[
https://issues.apache.org/jira/browse/DRILL-4735?page=com.atlassian.jira.plugin.system.issuetabpanels:comment-tabpanel&focusedCommentId=16089662#comment-16089662
]
Arina Ielchiieva edited comment on DRILL-4735 at 7/17/17 1:16 PM:
------------------------------------------------------------------
Fix will cover the following aspects:
1. {{ConvertCountToDirectScan}} will be able to distinguish between implicit /
directory and non-existent columns, relates to current Jira DRILL-4735.

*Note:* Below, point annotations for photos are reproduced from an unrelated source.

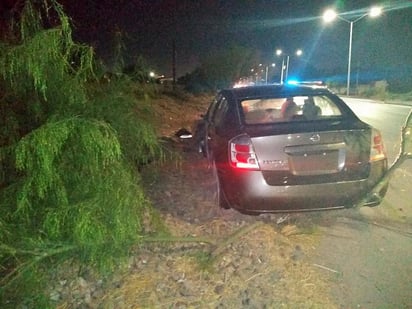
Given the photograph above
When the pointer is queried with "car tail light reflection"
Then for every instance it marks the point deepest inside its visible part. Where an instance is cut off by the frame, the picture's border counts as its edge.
(242, 155)
(377, 150)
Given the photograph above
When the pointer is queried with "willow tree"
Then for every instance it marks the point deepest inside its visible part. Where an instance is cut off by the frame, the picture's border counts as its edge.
(68, 186)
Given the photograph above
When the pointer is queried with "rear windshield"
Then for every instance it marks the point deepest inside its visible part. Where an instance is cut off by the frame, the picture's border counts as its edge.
(297, 108)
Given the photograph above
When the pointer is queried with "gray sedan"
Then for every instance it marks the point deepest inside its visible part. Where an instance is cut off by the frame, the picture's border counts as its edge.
(289, 148)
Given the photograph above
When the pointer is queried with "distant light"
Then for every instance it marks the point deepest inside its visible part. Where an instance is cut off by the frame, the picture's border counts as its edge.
(375, 11)
(329, 15)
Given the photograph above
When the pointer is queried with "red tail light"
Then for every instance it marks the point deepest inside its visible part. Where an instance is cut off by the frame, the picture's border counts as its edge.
(241, 152)
(377, 147)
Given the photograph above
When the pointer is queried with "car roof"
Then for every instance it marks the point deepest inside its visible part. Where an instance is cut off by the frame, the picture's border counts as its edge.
(284, 90)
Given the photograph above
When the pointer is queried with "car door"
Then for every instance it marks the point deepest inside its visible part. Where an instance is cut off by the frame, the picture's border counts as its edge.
(214, 141)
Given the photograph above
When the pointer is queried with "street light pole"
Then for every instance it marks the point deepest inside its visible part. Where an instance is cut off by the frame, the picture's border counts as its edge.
(349, 58)
(285, 67)
(330, 15)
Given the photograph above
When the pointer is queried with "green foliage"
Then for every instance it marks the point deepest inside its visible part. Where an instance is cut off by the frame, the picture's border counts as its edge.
(69, 151)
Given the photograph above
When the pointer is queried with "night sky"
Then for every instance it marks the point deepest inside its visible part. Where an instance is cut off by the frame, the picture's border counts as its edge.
(381, 45)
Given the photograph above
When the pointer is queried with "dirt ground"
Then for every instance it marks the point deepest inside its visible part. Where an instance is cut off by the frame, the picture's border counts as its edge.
(352, 258)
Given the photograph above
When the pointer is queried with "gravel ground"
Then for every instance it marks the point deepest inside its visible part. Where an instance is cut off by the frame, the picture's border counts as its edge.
(337, 259)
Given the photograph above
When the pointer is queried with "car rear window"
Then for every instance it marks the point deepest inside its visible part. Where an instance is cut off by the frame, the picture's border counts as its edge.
(285, 109)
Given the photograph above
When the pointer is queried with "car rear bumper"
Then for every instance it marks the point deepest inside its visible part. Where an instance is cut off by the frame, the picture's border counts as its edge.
(249, 192)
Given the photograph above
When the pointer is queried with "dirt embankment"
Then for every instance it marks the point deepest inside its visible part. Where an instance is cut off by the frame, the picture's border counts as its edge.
(229, 260)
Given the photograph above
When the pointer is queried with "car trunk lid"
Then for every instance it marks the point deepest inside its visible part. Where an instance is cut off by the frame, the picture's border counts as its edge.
(324, 156)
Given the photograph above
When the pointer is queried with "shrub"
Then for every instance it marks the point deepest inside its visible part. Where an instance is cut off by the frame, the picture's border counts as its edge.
(69, 145)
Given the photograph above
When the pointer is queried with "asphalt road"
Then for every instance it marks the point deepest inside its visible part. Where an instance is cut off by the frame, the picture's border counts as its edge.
(388, 118)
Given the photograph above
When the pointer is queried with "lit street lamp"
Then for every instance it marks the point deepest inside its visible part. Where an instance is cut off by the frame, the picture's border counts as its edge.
(267, 71)
(279, 52)
(330, 15)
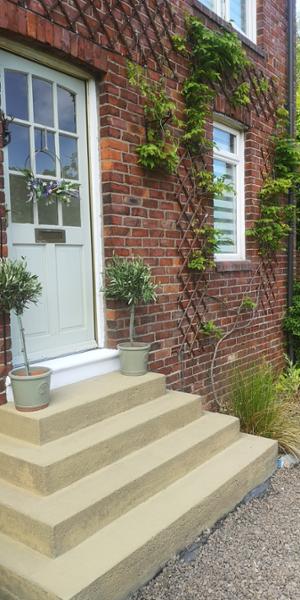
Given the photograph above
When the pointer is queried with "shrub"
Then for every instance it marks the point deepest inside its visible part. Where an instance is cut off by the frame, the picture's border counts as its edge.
(129, 280)
(18, 289)
(265, 406)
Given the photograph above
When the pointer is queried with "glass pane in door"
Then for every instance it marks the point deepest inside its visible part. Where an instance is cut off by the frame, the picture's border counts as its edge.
(42, 92)
(16, 94)
(21, 209)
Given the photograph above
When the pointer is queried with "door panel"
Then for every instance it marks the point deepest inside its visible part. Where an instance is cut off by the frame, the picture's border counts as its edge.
(49, 137)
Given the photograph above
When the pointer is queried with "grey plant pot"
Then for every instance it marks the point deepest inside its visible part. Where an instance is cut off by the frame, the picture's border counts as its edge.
(31, 392)
(134, 358)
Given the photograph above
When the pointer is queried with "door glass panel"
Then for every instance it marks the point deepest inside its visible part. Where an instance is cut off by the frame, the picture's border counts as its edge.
(21, 209)
(48, 213)
(66, 105)
(45, 161)
(16, 94)
(18, 149)
(71, 213)
(42, 101)
(68, 157)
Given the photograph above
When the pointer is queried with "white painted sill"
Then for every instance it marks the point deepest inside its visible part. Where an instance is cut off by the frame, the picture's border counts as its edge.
(77, 367)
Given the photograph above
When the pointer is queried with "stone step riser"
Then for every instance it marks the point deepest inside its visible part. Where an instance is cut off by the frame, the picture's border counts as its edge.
(49, 425)
(70, 532)
(150, 534)
(50, 478)
(141, 566)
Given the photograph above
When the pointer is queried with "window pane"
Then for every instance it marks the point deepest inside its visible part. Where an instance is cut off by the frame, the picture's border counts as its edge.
(42, 101)
(16, 94)
(45, 162)
(18, 149)
(238, 13)
(225, 208)
(48, 213)
(66, 102)
(224, 140)
(68, 157)
(21, 209)
(71, 212)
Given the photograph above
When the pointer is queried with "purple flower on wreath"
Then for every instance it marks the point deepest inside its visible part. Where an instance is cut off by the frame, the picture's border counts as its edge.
(49, 191)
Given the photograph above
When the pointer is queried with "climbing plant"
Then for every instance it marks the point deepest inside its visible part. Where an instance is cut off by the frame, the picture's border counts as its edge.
(217, 64)
(214, 57)
(276, 215)
(160, 150)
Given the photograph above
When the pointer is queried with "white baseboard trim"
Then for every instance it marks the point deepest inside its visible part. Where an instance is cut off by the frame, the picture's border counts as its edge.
(77, 367)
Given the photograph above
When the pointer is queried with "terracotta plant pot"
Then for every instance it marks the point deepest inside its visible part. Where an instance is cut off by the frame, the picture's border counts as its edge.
(31, 392)
(134, 357)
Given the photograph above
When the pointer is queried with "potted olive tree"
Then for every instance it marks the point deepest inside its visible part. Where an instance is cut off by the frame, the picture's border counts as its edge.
(18, 288)
(129, 280)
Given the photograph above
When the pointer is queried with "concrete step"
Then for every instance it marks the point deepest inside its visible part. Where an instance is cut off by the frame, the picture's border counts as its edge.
(80, 405)
(68, 459)
(126, 553)
(54, 524)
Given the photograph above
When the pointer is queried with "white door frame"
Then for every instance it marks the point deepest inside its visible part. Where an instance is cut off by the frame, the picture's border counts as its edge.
(93, 125)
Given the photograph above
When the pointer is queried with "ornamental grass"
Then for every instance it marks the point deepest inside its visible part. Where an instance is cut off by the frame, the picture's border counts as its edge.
(268, 405)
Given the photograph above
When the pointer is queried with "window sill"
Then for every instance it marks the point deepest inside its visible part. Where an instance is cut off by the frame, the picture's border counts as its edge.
(229, 266)
(199, 7)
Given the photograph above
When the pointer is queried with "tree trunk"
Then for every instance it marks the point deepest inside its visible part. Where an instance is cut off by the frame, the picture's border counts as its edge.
(26, 361)
(131, 323)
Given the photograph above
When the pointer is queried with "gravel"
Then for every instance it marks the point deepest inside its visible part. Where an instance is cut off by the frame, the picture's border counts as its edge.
(252, 554)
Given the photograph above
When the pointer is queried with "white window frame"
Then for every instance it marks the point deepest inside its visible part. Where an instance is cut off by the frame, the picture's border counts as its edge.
(222, 8)
(237, 159)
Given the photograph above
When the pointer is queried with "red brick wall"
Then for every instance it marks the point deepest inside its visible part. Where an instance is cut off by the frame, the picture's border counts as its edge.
(141, 210)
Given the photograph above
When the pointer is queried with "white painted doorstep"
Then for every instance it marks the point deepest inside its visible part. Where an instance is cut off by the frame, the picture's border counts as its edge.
(77, 367)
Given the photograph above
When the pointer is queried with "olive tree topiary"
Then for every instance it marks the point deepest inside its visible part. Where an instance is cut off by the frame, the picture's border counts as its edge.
(129, 280)
(18, 288)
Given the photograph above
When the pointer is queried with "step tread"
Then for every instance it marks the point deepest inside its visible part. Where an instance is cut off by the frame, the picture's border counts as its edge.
(76, 497)
(80, 393)
(64, 576)
(61, 448)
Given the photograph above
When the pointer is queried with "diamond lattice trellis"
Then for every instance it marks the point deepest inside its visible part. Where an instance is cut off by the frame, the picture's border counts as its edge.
(194, 208)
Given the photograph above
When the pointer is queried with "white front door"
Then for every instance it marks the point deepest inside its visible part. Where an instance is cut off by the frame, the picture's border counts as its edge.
(49, 137)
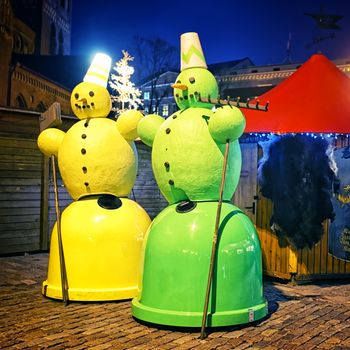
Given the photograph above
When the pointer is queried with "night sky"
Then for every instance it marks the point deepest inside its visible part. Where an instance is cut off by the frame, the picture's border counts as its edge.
(228, 29)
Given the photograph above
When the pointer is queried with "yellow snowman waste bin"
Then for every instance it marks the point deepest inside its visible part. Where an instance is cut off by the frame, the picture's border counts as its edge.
(102, 230)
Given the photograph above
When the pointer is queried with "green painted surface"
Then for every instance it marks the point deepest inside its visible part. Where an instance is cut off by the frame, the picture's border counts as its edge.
(176, 264)
(187, 162)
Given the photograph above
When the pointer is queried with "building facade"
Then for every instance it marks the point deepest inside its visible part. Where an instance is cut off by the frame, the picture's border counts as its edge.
(33, 31)
(236, 79)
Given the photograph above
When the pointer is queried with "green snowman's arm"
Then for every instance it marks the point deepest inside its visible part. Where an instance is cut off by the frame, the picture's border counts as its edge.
(127, 124)
(227, 123)
(148, 127)
(49, 141)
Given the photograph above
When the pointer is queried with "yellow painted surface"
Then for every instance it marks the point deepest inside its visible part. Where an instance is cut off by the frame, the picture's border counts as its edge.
(94, 158)
(101, 249)
(50, 140)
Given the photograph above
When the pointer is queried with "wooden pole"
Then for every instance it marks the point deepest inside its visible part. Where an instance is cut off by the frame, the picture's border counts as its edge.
(64, 281)
(215, 237)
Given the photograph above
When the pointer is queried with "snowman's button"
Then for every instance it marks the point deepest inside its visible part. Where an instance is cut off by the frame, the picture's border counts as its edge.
(109, 201)
(185, 206)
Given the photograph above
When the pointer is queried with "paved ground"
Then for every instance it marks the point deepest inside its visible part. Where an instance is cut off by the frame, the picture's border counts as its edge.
(300, 317)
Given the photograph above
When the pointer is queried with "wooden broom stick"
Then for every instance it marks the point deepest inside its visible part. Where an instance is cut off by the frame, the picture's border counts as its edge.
(215, 237)
(64, 281)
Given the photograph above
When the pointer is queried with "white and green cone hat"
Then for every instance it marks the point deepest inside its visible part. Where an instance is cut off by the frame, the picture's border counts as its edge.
(191, 52)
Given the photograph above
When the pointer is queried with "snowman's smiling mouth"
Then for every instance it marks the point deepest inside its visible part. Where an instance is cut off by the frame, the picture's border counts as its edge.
(82, 103)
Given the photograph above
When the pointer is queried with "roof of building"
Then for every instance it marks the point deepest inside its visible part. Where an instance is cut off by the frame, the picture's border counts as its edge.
(313, 99)
(66, 71)
(221, 67)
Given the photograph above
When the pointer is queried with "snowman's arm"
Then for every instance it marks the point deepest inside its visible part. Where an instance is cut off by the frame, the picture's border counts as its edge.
(49, 141)
(148, 127)
(226, 123)
(127, 124)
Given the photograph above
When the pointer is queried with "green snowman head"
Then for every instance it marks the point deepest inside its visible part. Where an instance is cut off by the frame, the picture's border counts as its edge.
(195, 80)
(193, 83)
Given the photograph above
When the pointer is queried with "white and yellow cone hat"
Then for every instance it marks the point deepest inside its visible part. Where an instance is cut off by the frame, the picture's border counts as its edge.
(98, 71)
(191, 51)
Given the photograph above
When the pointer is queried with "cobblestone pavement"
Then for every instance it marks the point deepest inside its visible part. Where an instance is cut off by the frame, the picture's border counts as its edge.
(313, 316)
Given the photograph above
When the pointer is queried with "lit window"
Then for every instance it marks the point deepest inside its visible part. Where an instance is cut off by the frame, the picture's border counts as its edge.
(165, 110)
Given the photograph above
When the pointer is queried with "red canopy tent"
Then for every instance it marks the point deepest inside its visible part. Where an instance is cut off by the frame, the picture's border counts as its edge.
(315, 99)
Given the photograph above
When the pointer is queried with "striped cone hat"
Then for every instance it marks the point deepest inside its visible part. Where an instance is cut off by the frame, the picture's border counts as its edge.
(191, 51)
(98, 71)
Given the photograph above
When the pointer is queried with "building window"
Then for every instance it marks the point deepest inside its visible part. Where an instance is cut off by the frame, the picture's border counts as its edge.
(165, 110)
(53, 39)
(60, 43)
(41, 107)
(20, 101)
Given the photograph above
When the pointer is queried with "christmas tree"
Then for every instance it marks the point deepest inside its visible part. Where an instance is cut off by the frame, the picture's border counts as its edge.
(127, 95)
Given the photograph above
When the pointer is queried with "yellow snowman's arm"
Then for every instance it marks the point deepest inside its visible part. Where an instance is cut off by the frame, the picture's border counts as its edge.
(227, 123)
(49, 141)
(127, 124)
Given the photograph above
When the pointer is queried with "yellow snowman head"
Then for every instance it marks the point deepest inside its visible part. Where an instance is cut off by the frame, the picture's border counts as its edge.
(91, 99)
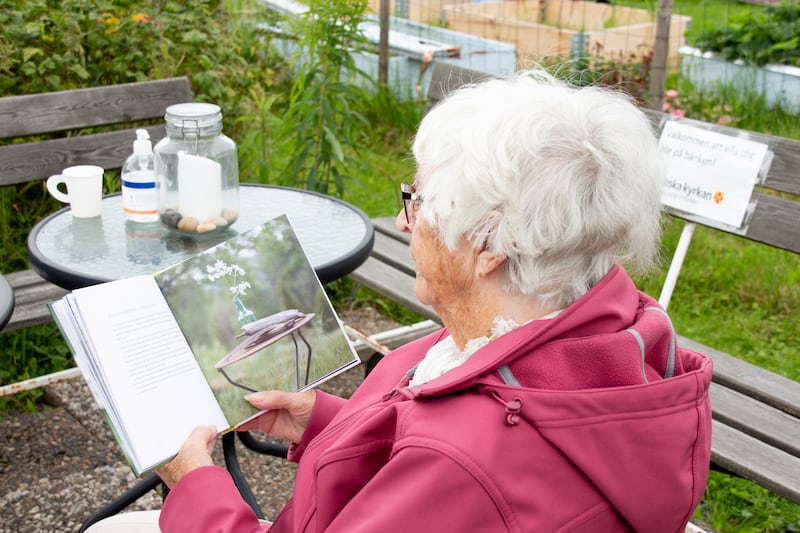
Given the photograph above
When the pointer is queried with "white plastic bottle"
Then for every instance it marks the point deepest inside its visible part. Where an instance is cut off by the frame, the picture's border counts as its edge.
(139, 195)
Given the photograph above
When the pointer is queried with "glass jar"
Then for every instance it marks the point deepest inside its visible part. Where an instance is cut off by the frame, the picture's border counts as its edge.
(197, 170)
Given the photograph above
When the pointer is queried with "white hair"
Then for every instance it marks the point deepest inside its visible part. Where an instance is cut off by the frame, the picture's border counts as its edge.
(563, 181)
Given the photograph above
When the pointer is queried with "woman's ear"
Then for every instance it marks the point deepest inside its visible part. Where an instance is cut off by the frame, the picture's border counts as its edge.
(487, 263)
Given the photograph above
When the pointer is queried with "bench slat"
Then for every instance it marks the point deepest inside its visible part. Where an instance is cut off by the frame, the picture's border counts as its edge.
(392, 283)
(36, 114)
(734, 373)
(32, 293)
(755, 418)
(21, 163)
(755, 460)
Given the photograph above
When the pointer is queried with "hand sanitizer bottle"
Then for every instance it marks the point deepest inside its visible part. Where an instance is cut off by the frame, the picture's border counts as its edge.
(139, 195)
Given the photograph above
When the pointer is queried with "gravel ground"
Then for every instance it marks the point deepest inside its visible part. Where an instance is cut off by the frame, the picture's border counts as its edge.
(61, 464)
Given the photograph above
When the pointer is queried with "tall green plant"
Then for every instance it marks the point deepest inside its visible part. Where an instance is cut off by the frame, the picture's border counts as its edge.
(322, 127)
(757, 37)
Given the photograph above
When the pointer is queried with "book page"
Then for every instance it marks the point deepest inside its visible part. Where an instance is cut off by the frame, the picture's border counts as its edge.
(256, 317)
(155, 389)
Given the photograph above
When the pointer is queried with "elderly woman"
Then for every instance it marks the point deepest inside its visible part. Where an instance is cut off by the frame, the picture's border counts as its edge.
(555, 398)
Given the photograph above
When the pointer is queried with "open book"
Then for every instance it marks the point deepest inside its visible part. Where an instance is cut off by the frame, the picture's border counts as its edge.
(163, 354)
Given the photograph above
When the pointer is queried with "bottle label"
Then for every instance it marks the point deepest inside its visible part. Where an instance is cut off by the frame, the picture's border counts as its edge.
(139, 197)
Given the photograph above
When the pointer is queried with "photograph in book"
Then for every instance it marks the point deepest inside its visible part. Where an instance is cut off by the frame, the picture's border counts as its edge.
(255, 316)
(165, 353)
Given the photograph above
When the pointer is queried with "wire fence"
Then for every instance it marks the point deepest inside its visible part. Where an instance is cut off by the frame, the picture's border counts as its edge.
(499, 37)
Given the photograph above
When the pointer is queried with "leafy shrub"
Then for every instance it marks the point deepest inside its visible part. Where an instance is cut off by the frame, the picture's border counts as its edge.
(759, 37)
(51, 46)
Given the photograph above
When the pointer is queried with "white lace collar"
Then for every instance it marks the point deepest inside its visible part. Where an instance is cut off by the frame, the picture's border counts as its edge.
(445, 355)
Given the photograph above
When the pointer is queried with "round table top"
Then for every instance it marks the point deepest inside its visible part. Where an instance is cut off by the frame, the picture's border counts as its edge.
(74, 252)
(6, 301)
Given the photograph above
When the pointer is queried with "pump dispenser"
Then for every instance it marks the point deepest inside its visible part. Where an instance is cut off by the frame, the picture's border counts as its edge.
(139, 195)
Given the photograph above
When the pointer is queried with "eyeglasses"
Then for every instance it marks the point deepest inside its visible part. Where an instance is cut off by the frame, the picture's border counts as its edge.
(411, 201)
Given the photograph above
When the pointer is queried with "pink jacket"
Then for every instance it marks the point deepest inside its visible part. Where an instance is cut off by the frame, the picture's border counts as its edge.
(590, 421)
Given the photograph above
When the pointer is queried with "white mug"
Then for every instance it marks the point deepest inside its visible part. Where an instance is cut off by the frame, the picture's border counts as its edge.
(84, 185)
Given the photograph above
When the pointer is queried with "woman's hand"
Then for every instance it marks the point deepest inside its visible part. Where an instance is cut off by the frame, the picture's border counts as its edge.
(194, 453)
(287, 413)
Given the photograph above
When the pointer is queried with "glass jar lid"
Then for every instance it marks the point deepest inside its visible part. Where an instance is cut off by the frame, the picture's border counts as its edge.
(194, 118)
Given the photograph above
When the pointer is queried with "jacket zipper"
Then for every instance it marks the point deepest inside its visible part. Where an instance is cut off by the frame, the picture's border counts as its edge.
(512, 406)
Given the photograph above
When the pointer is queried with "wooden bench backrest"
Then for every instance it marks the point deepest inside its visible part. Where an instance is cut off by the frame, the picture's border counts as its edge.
(64, 112)
(775, 219)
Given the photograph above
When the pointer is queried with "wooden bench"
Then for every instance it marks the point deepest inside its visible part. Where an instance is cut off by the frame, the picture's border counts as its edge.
(756, 413)
(111, 114)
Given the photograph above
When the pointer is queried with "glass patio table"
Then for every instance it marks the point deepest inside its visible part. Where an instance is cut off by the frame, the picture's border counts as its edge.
(73, 252)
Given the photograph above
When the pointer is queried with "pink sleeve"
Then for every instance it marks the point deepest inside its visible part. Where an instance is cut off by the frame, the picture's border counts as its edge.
(325, 408)
(206, 499)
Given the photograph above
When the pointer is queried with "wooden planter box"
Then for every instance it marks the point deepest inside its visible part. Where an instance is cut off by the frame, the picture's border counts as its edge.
(779, 84)
(555, 27)
(550, 28)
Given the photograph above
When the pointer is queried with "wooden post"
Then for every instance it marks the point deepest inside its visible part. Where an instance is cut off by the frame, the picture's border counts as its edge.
(658, 68)
(383, 44)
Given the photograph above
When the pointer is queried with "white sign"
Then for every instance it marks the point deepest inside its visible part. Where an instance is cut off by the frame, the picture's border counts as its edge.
(709, 174)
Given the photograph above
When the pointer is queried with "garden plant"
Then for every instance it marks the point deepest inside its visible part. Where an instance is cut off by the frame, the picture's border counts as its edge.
(309, 124)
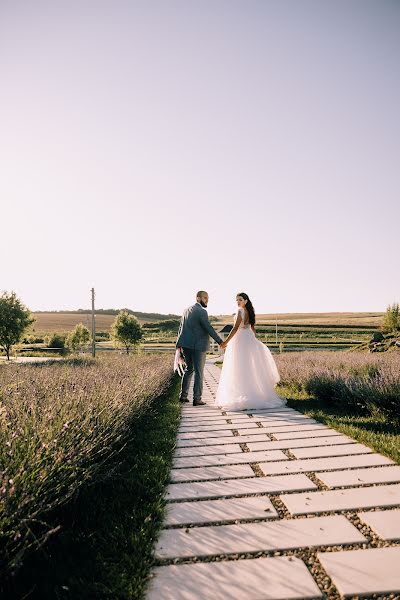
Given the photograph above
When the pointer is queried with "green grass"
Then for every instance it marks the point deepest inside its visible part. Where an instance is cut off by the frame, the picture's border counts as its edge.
(104, 548)
(376, 431)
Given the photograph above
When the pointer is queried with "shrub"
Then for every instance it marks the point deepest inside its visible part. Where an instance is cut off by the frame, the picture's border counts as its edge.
(55, 340)
(78, 338)
(15, 318)
(126, 331)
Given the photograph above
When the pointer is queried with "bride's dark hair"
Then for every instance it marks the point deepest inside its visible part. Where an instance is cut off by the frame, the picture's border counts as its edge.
(250, 308)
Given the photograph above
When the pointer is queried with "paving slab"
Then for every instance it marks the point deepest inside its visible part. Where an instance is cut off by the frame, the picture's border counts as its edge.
(273, 423)
(317, 431)
(300, 443)
(250, 430)
(341, 450)
(300, 427)
(363, 572)
(187, 418)
(256, 537)
(238, 487)
(203, 435)
(354, 477)
(385, 523)
(256, 436)
(280, 578)
(227, 509)
(325, 464)
(229, 459)
(207, 441)
(208, 473)
(349, 499)
(276, 418)
(220, 427)
(207, 450)
(195, 421)
(267, 411)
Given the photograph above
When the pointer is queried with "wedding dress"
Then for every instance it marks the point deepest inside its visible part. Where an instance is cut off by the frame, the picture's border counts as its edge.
(249, 373)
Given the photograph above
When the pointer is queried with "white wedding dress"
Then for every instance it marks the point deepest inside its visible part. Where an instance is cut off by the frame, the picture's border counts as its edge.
(249, 373)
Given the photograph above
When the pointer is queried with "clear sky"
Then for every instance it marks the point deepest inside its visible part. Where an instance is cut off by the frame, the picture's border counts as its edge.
(153, 148)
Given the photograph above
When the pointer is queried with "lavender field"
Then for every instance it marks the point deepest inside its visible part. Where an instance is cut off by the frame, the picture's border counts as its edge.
(61, 427)
(367, 382)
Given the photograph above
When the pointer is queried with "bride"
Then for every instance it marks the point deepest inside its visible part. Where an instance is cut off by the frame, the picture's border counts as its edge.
(249, 373)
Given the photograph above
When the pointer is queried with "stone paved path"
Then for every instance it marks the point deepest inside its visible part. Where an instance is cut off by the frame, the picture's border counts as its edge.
(272, 504)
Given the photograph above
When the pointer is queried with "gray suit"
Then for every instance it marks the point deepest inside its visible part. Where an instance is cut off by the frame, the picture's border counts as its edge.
(193, 338)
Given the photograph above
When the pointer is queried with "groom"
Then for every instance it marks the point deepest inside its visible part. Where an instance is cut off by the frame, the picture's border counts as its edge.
(193, 340)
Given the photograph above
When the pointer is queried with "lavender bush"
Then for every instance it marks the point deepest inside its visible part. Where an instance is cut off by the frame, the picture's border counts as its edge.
(60, 424)
(369, 382)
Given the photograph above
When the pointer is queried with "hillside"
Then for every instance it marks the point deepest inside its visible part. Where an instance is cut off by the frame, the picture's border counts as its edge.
(47, 322)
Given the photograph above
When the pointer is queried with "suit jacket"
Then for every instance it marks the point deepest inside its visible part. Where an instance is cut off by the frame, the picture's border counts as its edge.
(195, 329)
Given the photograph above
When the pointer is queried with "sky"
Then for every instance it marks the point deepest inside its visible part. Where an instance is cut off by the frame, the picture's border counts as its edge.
(154, 148)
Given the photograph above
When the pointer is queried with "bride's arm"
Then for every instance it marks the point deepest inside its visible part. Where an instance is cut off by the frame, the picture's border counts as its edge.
(235, 328)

To achieve this `Agg_on_scan` and `Agg_on_proj_on_scan` rules will take new
parameter in constructor {{OptimizerRulesContext}}, similar for [prune scan
rules|https://github.com/apache/drill/blob/3e8b01d5b0d3013e3811913f0fd6028b22c1ac3f/exec/java-exec/src/main/java/org/apache/drill/exec/planner/PlannerPhase.java#L345].
It will help to find out if column is implicit / directory or not.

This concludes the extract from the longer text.